Шрифт:
Закладка:
Однако на дороге она могла свернуть в любую сторону. Где же ее машина?
К веранде приблизился один из полицейских, осматривавших участок, и показал жестом: нет. Полковник Гущин понял – борщевика Сосновского его подчиненные на участке так и не обнаружили. На даче академика Кантемирова, посвятившего свою жизнь изучению и продвижению этого растения, борщевик – ядовитый, непредсказуемый, чужой и коварный – не рос.
Глава 30
Признание
Клавдий Мамонтов нагнулся, схватил Илью Суркова за шкирку и поставил на ноги.
– Внятно, членораздельно отвечай – кого, когда и где ты убил? – приказал он. – Макар, снимай его признание на мобильный. Вы, лейтенант, тоже.
Участковый Фофанов выхватил из кармана телефон. На Суркова он не глядел – он взирал на Мамонтова с рукой на перевязи с восхищением и восторгом.
Сурков походил на затравленного шакала, попавшего в капкан.
– Я ее задушил, – глухо произнес он.
– Кого ее? – повысил голос Клавдий Мамонтов.
– Мать.
ПАУЗА.
Участковый Фофанов едва не уронил свой телефон.

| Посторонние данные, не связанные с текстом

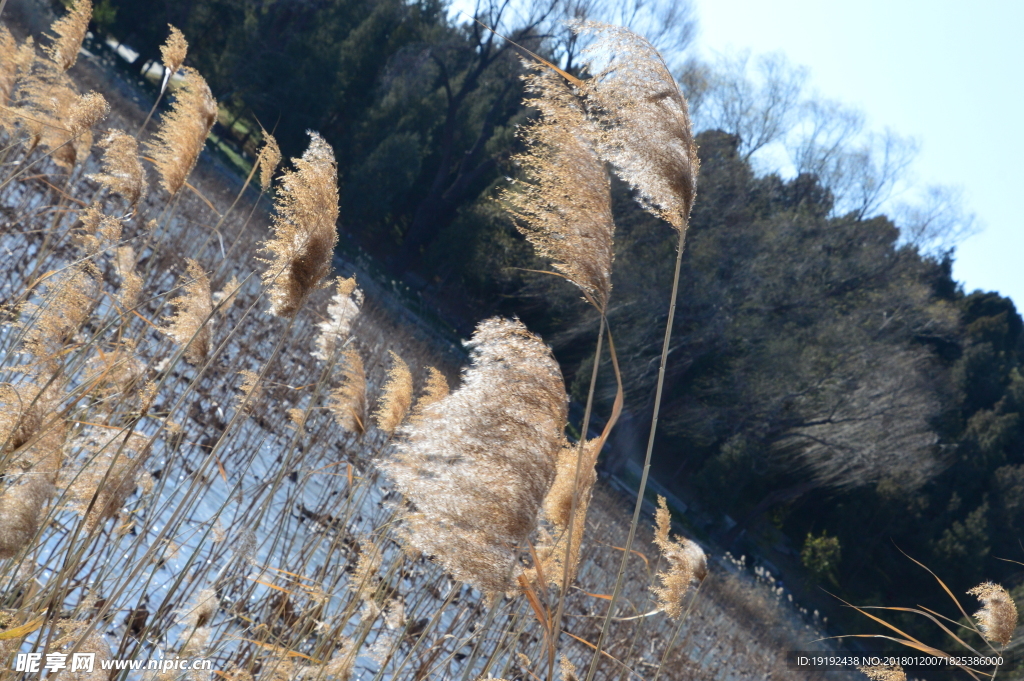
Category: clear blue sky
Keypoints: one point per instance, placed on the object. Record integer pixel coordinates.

– Вы убили родную мать?! – ошарашенно спросил он.
– Да! Да! Да! – заорал Сурков ему в лицо. – Она сама нарвалась! Она мне выбора не оставила! Угрожала отправить меня в тюрягу!
– За что мать хотела отправить тебя, своего сына, в тюрьму? – Клавдий Мамонтов задавал вопросы, как гвозди вбивал. – Отвечай! Ну!
– Я… взял те деньги…
– Какие деньги?
– Что она после первых майских выходных получила для пенсионеров. Вытащил пачку из ее сумки, когда она вернулась домой, – Сурков опустил голову. – Тайком.

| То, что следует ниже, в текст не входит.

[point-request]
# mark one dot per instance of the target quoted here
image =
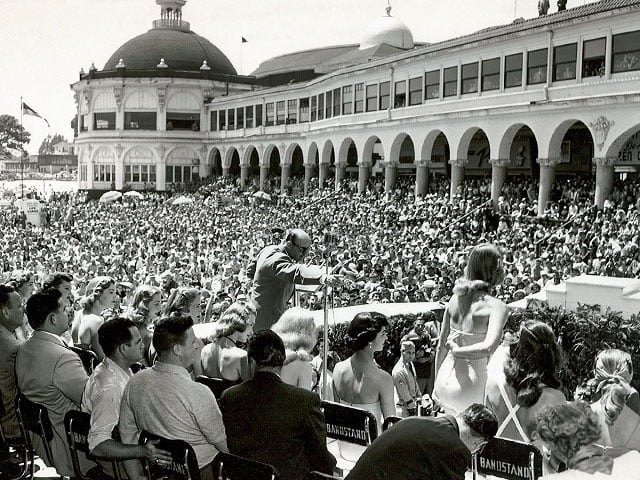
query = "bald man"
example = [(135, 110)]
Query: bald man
[(275, 271)]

– Ты украл у матери деньги четвертого мая? Она их из-за праздников забрала накануне выдачи? – уточнил Клавдий Мамонтов.
– Я не крал. Я взял в долг… Мне пришлось… Я сам залез в долги…
– На дозу не хватило? – спросил Макар.
– Пошел ты! Мажор! – с ненавистью выкрикнул Сурков. – Ты нашей сучьей жизни не знаешь, когда жрать дома нечего!

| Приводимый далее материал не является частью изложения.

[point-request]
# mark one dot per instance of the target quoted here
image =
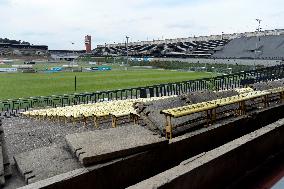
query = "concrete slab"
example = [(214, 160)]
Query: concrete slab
[(6, 161), (44, 163), (97, 146)]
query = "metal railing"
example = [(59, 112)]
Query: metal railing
[(11, 107)]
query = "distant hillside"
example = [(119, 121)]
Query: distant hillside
[(5, 40)]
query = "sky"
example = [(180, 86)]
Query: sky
[(59, 23)]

– Ага. На бухло не хватает, – ответил Макар. – Твоя мать утром пятого мая хватилась денег. Поэтому она поспешила в банк и сняла со своего личного счета все накопления – сто с чем-то тысяч.
– Ей надо было раздать чертовы пенсии, – Сурков зыркнул на них темными глазами. – Я пятого рано из дома смотался. Но она сразу усекла, что деньги из ее сумки взял я. Она вместо пенсий отдала свои бабки. Вечером орала на меня – «я честная женщина! Мой сын – вор!» Я ей пытался объяснить, что мне надо отдать долги. Если не расплачусь, меня в асфальт закатают… Но она ничего не желала слушать. Кричала. Грозила, что идет в полицию, напишет на меня заявление…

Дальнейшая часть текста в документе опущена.